Beware of Gov. Malloy’s appointment of a “Victims’ Rights Enforcement Advisory Commission.”
As the work of the Task Force on Victim Privacy and the Public’s Right to Know — which proposed new hurdles to information about violent crime — was shunted aside by the General Assembly, it is clear the governor wants to try again. This time there will be no Freedom of Information advocates in the way.
Malloy’s new commission on victims’ rights, appointed April 7, includes some of the same cast of characters who pushed for more secrecy the last time around. The chairman is state Victim Advocate Garvin Ambrose, who most aggressively sought more secrecy. He is joined by Chief State’s Attorney Kevin Kane, who at one point on the privacy/FOI task force, exploded and declared that he wanted a vote making secret all photos and 911 tapes of every crime committed in Connecticut.

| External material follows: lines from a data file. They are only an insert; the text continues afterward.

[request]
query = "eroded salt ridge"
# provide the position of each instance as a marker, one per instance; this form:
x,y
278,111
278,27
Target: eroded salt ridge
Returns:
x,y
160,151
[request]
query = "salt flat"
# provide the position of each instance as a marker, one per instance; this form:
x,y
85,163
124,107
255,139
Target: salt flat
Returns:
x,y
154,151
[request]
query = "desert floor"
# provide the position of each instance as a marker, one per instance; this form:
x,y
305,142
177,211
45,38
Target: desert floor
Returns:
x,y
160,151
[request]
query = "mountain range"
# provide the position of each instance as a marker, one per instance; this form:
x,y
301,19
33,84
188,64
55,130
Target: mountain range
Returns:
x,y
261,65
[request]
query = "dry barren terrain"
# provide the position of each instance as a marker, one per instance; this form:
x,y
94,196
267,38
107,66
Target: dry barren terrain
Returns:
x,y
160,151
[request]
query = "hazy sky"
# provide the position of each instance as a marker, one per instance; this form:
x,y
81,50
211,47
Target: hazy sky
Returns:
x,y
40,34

Malloy, a former prosecutor who claims to love FOI, clearly has a plan. He joined with General Assembly leaders in 2013 and signed legislation following the Sandy Hook School massacre that made secret first responder communications and crime scene photos of all murders. Then they created a task force to study how much the public should know about violent crimes and stacked it with “privacy” advocates, adding a few FOI/media members, including me. Kane and Ambrose are not pleased how it came out. The legislature wisely discarded the task force recommendations. So now the governor has a new group, but without anyone who champions the public’s right to know.
As more and more guns flood the land of the free and more and more maniacs with guns massacre more and more people, it is clear police and prosecutors are failing more and more to protect citizens from the carnage. Maybe that is why they want to hide criminal investigation information that has always been public. It is evidence of their failures.

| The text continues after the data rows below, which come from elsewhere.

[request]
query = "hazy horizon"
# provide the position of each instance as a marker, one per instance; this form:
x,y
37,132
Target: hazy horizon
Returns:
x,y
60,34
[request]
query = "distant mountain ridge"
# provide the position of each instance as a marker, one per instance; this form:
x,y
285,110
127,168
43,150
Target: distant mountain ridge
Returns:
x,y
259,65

Perhaps that is unfair. Perhaps we are asking too much of our public safety officials. Maybe we need to make mental health treatment more public and know more precisely whom the armed lunatics are. There’s even a Connecticut task force on criminals and mental health, but it has complained that it can’t get enough information.

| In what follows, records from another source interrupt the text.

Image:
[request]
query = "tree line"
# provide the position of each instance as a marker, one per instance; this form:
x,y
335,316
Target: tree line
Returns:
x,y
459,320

The secrecy fanatics keep arguing that this has nothing to do with the First Amendment. They don’t want any Constitutional arguments, because, obviously, freedom of the press was established so the press can be a watchdog on government. It’s hard to be a watchdog when you can’t get basic information.
Freedom of information laws in Connecticut and elsewhere are continually being watered down so that it is harder and harder for citizens to know what the government is doing. Secrecy advocates try hard to keep the debate only about FOI laws, which they can erode relatively easily.
It’s much harder to change the U.S. Constitution. The leadership of my task force commissioned a staff study, which cited U.S. Supreme Court rulings on how there is no First Amendment right to obtain government records. The report distinguished between the right of the media “to communicate information, rather than a right of access to the information.” It quoted a 1965 U.S. Supreme Court decision (Zemel v. Rusk) that “The right to speak and publish does not carry with it the unrestrained right to gather information.” But let’s go back to the Father of the Bill of Rights, James Madison. He wrote that, “A popular Government, without popular information, or the means of acquiring it, is but a Prologue to a Farce or a Tragedy; or, perhaps both. Knowledge will forever govern ignorance: And a people who mean to be their own Governors, must arm themselves with the power which knowledge gives.”
The Supreme Court put it this way in 1972 in Branzburg v. Hayes: “News gathering is not without First Amendment protections . . . without some protection for seeking out the news, freedom of the press could be eviscerated.”
And from Supreme Court Justice Lewis Powell: “This Court has repeatedly stated that First Amendment concerns encompass the receipt of information and ideas as well as the right of free expression.”
In 1976, in overturning lower court decisions that forbade the release of a confession by a man charged with murder in Nebraska, the Supreme Court ruled, “There can be no prohibition on the publication by the press of any information pertaining to pending judicial proceedings or the operation of the criminal justice system ... the decision of what, when, and how to publish is for editors, not judges.”
As the governor’s new advisory commission goes about its work, we should keep in mind that censoring what citizens can know about crime could violate our Constitution. We should be ever vigilant against anyone who heads in that direction.
James H. Smith is president of the Connecticut Council on Freedom of Information and a former executive editor of the Record-Journal.